Interesting conjecture about integrals.

Question

My question is whether following conjecture is true:

If $f: \>{\mathbb R}_{\geq0}\to{\mathbb R}$ is continuous, and $\lim_{x\to\infty}\bigl|f(x)\bigr|=\infty$, then $$\lim_{x\to\infty}{1\over x}\int_0^x\bigl|\sin(f(t))\bigr|\>dt={2\over\pi}\ .$$

In other words it says that average value of function $|\sin(f(t))|$ from $0$ to infinity is equal to average value of $|\sin(t)|$ from $0$ to infinity (which is $\frac{2}{\pi}$), when $f(t)$ satisfies conditions shown above.

I don't know how to prove it. I've checked it numerically for few cases using desmos. There is problem with proving it for single cases, because the integral $\int_0^x|\sin(f(t))|dt$ is almost always very hard to calculate and requires using special functions like Fresnel S integral.

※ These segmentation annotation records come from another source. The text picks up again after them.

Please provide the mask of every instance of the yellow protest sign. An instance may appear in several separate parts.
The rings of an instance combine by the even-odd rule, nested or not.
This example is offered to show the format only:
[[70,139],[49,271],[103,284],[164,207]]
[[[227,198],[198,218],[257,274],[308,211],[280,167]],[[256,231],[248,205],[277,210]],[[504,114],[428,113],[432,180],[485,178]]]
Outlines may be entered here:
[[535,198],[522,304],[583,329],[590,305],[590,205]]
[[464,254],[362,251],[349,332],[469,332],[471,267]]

If you have any ideas, how to prove it, please let me know.

Thanks for all the help.

Answer 1

The conjecture is not true. Let $f$ be a continuous approximation to the step function $\pi\lfloor x\rfloor$, where the portions of the curve that connect consecutive horizontal steps get steeper and steeper as $x\to\infty$ in a way that the total length of the intervals where $f(x)$ is not an integer multiple of $\pi$ is finite. Then $\lim_{x\to\infty}{1\over x}\int_0^x|\sin(f(t))|\,dt=0$, not $2/\pi$.

Answer 2

No, this conjecture is not true. Consider a continuous function such that $f(x) = 2\pi n$ for $x\in [n+1/n^2, n+1]$. Then we get for $n\leq x \leq n+1$ $$ \frac{1}{x} \int_0^x \vert \sin(f(t)) \vert dt \leq \frac{1}{n} \sum_{k=1}^\infty \int_{k}^{k+1/k^2} \vert \sin(f(t)) \vert dt \leq \frac{1}{n} \sum_{k\geq 1} \frac{1}{k^2} \rightarrow 0 $$ for $n\rightarrow \infty$.